Regarding opening up internally to allow more local competition, much has been made in recent years of the Chinese Special Administrative Region's pledges to liberalise for the benefit of outside operators. The US Government recently took Hong Kong to task on this, claiming, after air services talks on a sought-after open-skies agreement failed in April, that the former colony was reneging on promises to open up. Turnbull scoffs at the US accusations, however, and charges hypocrisy from a country that he says itself restricts outsiders in many ways. US carriers want unrestricted rights to operate within Asia, but are not willing to allow Cathay to operate domestically in the USA.

He adds that Hong Kong is already an open market. Cathay has a 28%share of slots at Hong Kong, compared with 75% for Delta Air Lines at Atlanta or even the 40%or more that Singapore Airlines has at Changi. "We have about the smallest share of any airline around in this part of the world," he says. "The one area that annoys us is the bullying by the Americans." He believes that the US demands for Hong Kong or others to "open up" their markets, misses the main purpose of a bilateral treaty which should be to provide for more service between the two countries. That, he argues, is needed regardless of any "open skies" philosophy.

After a trying three-and-a-half years, Turnbull clearly still has his work cut out for him. But no matter what the future holds, the present is at least better than the recent past. As Turnbull says: "We're happier with our life now than we were two years ago, that's for sure."

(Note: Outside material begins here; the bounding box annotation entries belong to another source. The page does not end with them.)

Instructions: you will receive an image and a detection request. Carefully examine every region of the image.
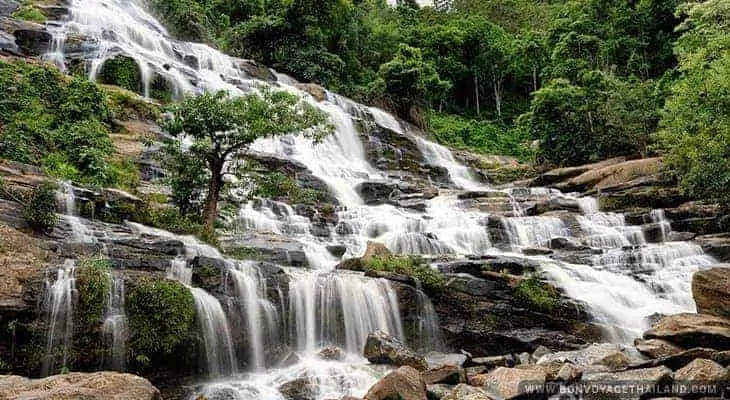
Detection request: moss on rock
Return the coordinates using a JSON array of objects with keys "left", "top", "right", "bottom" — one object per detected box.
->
[{"left": 127, "top": 279, "right": 195, "bottom": 361}]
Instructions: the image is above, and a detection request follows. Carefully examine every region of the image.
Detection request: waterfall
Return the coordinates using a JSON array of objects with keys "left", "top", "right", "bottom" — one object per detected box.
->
[
  {"left": 103, "top": 274, "right": 128, "bottom": 372},
  {"left": 228, "top": 262, "right": 279, "bottom": 370},
  {"left": 41, "top": 259, "right": 76, "bottom": 376},
  {"left": 42, "top": 0, "right": 714, "bottom": 400},
  {"left": 190, "top": 287, "right": 238, "bottom": 376}
]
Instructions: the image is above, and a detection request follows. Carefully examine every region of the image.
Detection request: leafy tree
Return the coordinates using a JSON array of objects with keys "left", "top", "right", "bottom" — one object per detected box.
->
[
  {"left": 658, "top": 0, "right": 730, "bottom": 208},
  {"left": 375, "top": 45, "right": 451, "bottom": 122},
  {"left": 165, "top": 87, "right": 331, "bottom": 232}
]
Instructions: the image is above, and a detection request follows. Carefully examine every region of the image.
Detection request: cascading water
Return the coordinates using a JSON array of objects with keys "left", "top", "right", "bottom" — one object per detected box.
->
[
  {"left": 44, "top": 0, "right": 713, "bottom": 400},
  {"left": 41, "top": 259, "right": 76, "bottom": 376},
  {"left": 103, "top": 274, "right": 128, "bottom": 372}
]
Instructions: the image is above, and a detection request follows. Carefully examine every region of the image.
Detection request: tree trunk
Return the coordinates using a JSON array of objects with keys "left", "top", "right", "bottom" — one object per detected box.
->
[
  {"left": 203, "top": 160, "right": 223, "bottom": 232},
  {"left": 474, "top": 73, "right": 480, "bottom": 115}
]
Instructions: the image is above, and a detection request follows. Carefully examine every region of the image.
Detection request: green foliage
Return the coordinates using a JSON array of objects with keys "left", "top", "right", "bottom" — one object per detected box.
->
[
  {"left": 163, "top": 87, "right": 332, "bottom": 231},
  {"left": 251, "top": 172, "right": 324, "bottom": 204},
  {"left": 76, "top": 258, "right": 111, "bottom": 332},
  {"left": 23, "top": 182, "right": 58, "bottom": 231},
  {"left": 658, "top": 0, "right": 730, "bottom": 209},
  {"left": 363, "top": 256, "right": 446, "bottom": 293},
  {"left": 99, "top": 56, "right": 142, "bottom": 93},
  {"left": 126, "top": 280, "right": 195, "bottom": 359},
  {"left": 0, "top": 61, "right": 125, "bottom": 185},
  {"left": 428, "top": 112, "right": 534, "bottom": 161},
  {"left": 514, "top": 275, "right": 560, "bottom": 312},
  {"left": 13, "top": 4, "right": 46, "bottom": 24}
]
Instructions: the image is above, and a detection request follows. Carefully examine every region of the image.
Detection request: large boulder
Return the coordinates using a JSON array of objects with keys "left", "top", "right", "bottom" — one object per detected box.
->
[
  {"left": 581, "top": 367, "right": 672, "bottom": 399},
  {"left": 0, "top": 372, "right": 162, "bottom": 400},
  {"left": 474, "top": 367, "right": 545, "bottom": 400},
  {"left": 634, "top": 339, "right": 683, "bottom": 358},
  {"left": 692, "top": 267, "right": 730, "bottom": 318},
  {"left": 279, "top": 377, "right": 317, "bottom": 400},
  {"left": 644, "top": 313, "right": 730, "bottom": 350},
  {"left": 674, "top": 358, "right": 730, "bottom": 383},
  {"left": 364, "top": 366, "right": 426, "bottom": 400},
  {"left": 421, "top": 365, "right": 466, "bottom": 385},
  {"left": 364, "top": 331, "right": 428, "bottom": 371},
  {"left": 441, "top": 384, "right": 493, "bottom": 400}
]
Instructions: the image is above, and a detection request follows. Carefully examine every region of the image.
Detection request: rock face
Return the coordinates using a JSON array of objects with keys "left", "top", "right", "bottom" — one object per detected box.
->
[
  {"left": 483, "top": 367, "right": 545, "bottom": 400},
  {"left": 0, "top": 372, "right": 162, "bottom": 400},
  {"left": 364, "top": 331, "right": 428, "bottom": 371},
  {"left": 364, "top": 366, "right": 426, "bottom": 400},
  {"left": 692, "top": 267, "right": 730, "bottom": 318},
  {"left": 674, "top": 358, "right": 730, "bottom": 383},
  {"left": 644, "top": 313, "right": 730, "bottom": 350}
]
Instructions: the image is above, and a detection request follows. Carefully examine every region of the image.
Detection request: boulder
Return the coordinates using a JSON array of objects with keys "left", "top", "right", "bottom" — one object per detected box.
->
[
  {"left": 279, "top": 377, "right": 317, "bottom": 400},
  {"left": 317, "top": 346, "right": 345, "bottom": 361},
  {"left": 674, "top": 358, "right": 730, "bottom": 383},
  {"left": 364, "top": 331, "right": 428, "bottom": 371},
  {"left": 644, "top": 313, "right": 730, "bottom": 350},
  {"left": 537, "top": 343, "right": 624, "bottom": 366},
  {"left": 581, "top": 367, "right": 672, "bottom": 399},
  {"left": 421, "top": 365, "right": 466, "bottom": 385},
  {"left": 441, "top": 383, "right": 493, "bottom": 400},
  {"left": 294, "top": 83, "right": 327, "bottom": 101},
  {"left": 692, "top": 266, "right": 730, "bottom": 318},
  {"left": 634, "top": 339, "right": 684, "bottom": 358},
  {"left": 362, "top": 241, "right": 392, "bottom": 260},
  {"left": 483, "top": 367, "right": 545, "bottom": 400},
  {"left": 364, "top": 366, "right": 426, "bottom": 400},
  {"left": 0, "top": 372, "right": 162, "bottom": 400},
  {"left": 555, "top": 363, "right": 583, "bottom": 382}
]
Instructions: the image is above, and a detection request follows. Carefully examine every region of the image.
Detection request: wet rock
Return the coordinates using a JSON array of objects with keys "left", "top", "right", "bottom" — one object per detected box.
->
[
  {"left": 634, "top": 339, "right": 684, "bottom": 358},
  {"left": 692, "top": 267, "right": 730, "bottom": 318},
  {"left": 327, "top": 244, "right": 347, "bottom": 258},
  {"left": 363, "top": 366, "right": 426, "bottom": 400},
  {"left": 537, "top": 343, "right": 624, "bottom": 366},
  {"left": 363, "top": 331, "right": 428, "bottom": 371},
  {"left": 631, "top": 347, "right": 718, "bottom": 370},
  {"left": 426, "top": 384, "right": 454, "bottom": 400},
  {"left": 0, "top": 372, "right": 162, "bottom": 400},
  {"left": 426, "top": 351, "right": 468, "bottom": 367},
  {"left": 522, "top": 247, "right": 554, "bottom": 256},
  {"left": 549, "top": 237, "right": 590, "bottom": 251},
  {"left": 644, "top": 313, "right": 730, "bottom": 350},
  {"left": 555, "top": 363, "right": 583, "bottom": 382},
  {"left": 278, "top": 377, "right": 317, "bottom": 400},
  {"left": 421, "top": 365, "right": 466, "bottom": 385},
  {"left": 581, "top": 367, "right": 672, "bottom": 399},
  {"left": 441, "top": 383, "right": 493, "bottom": 400},
  {"left": 465, "top": 355, "right": 517, "bottom": 368},
  {"left": 444, "top": 275, "right": 496, "bottom": 296},
  {"left": 0, "top": 0, "right": 20, "bottom": 17},
  {"left": 695, "top": 233, "right": 730, "bottom": 262},
  {"left": 532, "top": 345, "right": 553, "bottom": 360},
  {"left": 674, "top": 358, "right": 730, "bottom": 384},
  {"left": 482, "top": 367, "right": 545, "bottom": 400},
  {"left": 317, "top": 346, "right": 345, "bottom": 361}
]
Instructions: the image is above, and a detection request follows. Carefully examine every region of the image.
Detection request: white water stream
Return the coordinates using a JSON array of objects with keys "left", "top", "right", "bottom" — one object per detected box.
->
[{"left": 41, "top": 0, "right": 713, "bottom": 400}]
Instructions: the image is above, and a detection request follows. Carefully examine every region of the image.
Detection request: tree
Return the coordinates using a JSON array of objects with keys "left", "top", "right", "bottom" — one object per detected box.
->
[
  {"left": 657, "top": 0, "right": 730, "bottom": 209},
  {"left": 375, "top": 45, "right": 451, "bottom": 124},
  {"left": 165, "top": 87, "right": 331, "bottom": 232}
]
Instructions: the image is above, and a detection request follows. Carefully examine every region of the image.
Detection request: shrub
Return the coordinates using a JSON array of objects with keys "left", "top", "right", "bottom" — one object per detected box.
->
[
  {"left": 13, "top": 5, "right": 46, "bottom": 24},
  {"left": 515, "top": 275, "right": 560, "bottom": 312},
  {"left": 364, "top": 256, "right": 446, "bottom": 292},
  {"left": 76, "top": 259, "right": 111, "bottom": 331},
  {"left": 23, "top": 182, "right": 58, "bottom": 231},
  {"left": 126, "top": 280, "right": 195, "bottom": 358},
  {"left": 99, "top": 56, "right": 142, "bottom": 93}
]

Company climber Born in the UK in 1955, David Turnbull graduated from Cambridge University with an MA (Hons) in Economics in 1976. Turnbull joined Swire that year and has since held various posts within the group. 1976-1982 Worked for Cathay Pacific as country manager in Dubai, Malaysia, and the Philippines. 1983 Moved to the company's Hong Kong headquarters to become manager international affairs. 1985 Becomes commercial director of Swire Group Australia and managing director of New Guinea Australia Line (NGAL) Shipping Line. 1990 Appointed managing director of Hong Kong Aircraft Engineering Company (HAECO) 1993 Becomes deputy managing director corporate development for Cathay Pacific. 1995 Becomes chairman of HAECO 1996 Appointed managing director of Cathay Pacific and director of Swire Pacific. July 1998 Becomes deputy chairman and chief executive of Cathay Pacific, after rising up the corporate ladder at UK parent, Swire Group.

Cathay's roller-coaster

1996 March: Cathay and parent Swire Pacific agree to a sell-down in Dragonair to China National Aviation (CNAC). Another Chinese company, CITIC Pacific, agrees to increase stake in Cathay to 25%. CNAC agrees not to establish competing airline in Hong Kong September Managing director Rod Eddington resigns to become executive chairman of Ansett. David Turnbull named managing director. 1997 May Airbus A330-300 fleet grounded for two weeks over reliability concerns with Rolls-Royce Trent 700 engines August First-half profits fall as soft summer travel market and A330 grounding hurt. Defers options on Airbus, Boeing aircraft. 1998 January Announces plan to lay off 760 staff or 5% of workforce as management warns of deteriorating conditions. March Says 747-200s to be grounded; Asia services consolidated; reports 1997 net profit down 55%; 80 more staff laid off. June Chairman Peter Sutch to retire. July Cathay badly hurt by disastrous opening of new airport at Hong Kong. August Loss reported for first half. September Announces formation of oneworld with American Airlines, British Airways, Canadian Airlines and Qantas. 1999 January Flight attendants threaten strike, but problem is later resolved. March Agrees to lease five 747-300s to Pakistan International. May Pilots launch sick-out in pay-cut dispute. June Settlement: some pilots take pay cuts in return for stock options. August Reports first-half return to profitability October Leases three A340s from Air China on improving conditions, orders two 747-400Fs. November Starts hiring cabin crew again. December Agrees tie-ups with DHL, GECAT; orders three A330s. 2000 February Leases ILFC A340. March Posts return to profit for 1999, boosts summer season flights. May Orders four more A330s, says to lease three A330s, buys one 777-200 from Boeing and one 747-400F. Posts 8% rise in Q1 passengers, 11,7% rise in freight volumes.